If there are any positives coming out of the fire that swept through Butte County last November, it is that resources, including from many mental health professionals, have poured into the region to help with the recovery.

Yet, those in the trenches acknowledge that nothing happens unless they meet their students where they are.

Over the years, Kaylee got used to the eye rolls and brush-offs from some of her teachers when she’d come back from long absences. But things were different at Las Plumas.

Dan Ramos, the school’s principal, wanted to help her. And so did her guidance counselor, who she said was always checking in to see how things were going. Kaylee benefited from the kindness of teachers like Bethany Dorin, who had Kaylee for anatomy and biology.

“I would struggle sometimes in her classes, but she’d always take extra time to help as much as she could,” Kaylee said.
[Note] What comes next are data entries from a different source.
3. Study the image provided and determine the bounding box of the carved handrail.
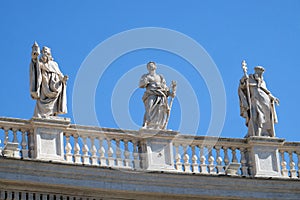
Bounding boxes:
[0,117,300,179]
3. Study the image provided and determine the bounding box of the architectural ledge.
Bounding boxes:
[0,157,300,200]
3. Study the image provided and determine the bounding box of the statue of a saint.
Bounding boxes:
[139,62,176,129]
[30,42,68,118]
[238,61,279,137]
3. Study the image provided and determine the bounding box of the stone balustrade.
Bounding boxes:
[0,118,300,179]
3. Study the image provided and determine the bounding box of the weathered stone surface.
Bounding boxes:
[238,61,279,137]
[30,42,68,118]
[0,158,300,200]
[139,62,176,129]
[31,117,70,161]
[247,137,284,177]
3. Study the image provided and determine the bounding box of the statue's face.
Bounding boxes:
[255,70,264,76]
[42,47,51,61]
[147,62,156,72]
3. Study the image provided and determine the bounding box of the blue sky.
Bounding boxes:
[0,0,300,141]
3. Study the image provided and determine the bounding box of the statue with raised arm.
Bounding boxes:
[30,42,68,118]
[238,61,279,137]
[139,62,176,129]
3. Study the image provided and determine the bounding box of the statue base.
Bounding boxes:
[247,136,284,177]
[30,117,70,161]
[139,129,178,171]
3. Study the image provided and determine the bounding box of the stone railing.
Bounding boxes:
[0,118,300,179]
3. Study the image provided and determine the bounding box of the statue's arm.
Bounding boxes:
[139,74,149,88]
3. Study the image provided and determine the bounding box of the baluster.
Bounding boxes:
[183,144,192,172]
[240,148,248,176]
[41,194,48,200]
[28,130,35,158]
[174,143,182,172]
[116,139,124,167]
[192,145,199,173]
[208,147,216,174]
[124,140,130,167]
[65,133,73,163]
[132,140,140,169]
[12,128,21,158]
[0,189,5,199]
[288,151,298,178]
[14,191,22,200]
[223,147,229,166]
[3,128,9,146]
[99,137,107,166]
[90,137,99,166]
[73,135,82,164]
[21,129,28,158]
[230,147,237,163]
[107,138,115,166]
[296,152,300,178]
[6,191,13,200]
[279,150,289,177]
[215,146,224,174]
[12,128,19,143]
[21,191,27,200]
[82,136,91,165]
[200,146,208,174]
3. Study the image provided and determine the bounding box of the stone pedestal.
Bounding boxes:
[247,136,284,177]
[30,117,70,161]
[140,129,178,171]
[0,142,20,158]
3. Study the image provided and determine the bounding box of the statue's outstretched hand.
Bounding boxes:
[62,75,69,83]
[270,94,280,105]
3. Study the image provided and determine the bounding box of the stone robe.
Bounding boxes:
[30,60,67,118]
[238,74,277,137]
[139,74,169,129]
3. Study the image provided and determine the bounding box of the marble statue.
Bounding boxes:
[139,62,176,129]
[238,61,279,137]
[30,42,68,118]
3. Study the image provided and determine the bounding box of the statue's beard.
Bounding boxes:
[42,54,52,63]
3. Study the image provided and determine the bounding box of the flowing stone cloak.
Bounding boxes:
[30,60,67,117]
[140,74,168,129]
[238,74,278,137]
Dorin said she mentors anywhere from three to five students like Kaylee each year. She admits that it can “feel a little impossible to know how to move forward” with these students.

“It’s hard not to feel resentful of the situation,” Dorin said. “And it’s hard not to immediately judge that student and immediately judge that family.”

But Dorin stuck with Kaylee, mainly because she admired her honesty and her grit.

“She didn’t have a lot of shame, you know,” Dorin said. “Kaylee would come up and just blurt it all out. But then she would listen and ask questions until she realized ‘my gosh, I can get a good grade.’”

Kaylee graduated last June. And now is enrolled in Butte College, the local community college, with hopes of becoming a dental hygienist.

“My mom would be proud of me,” she said.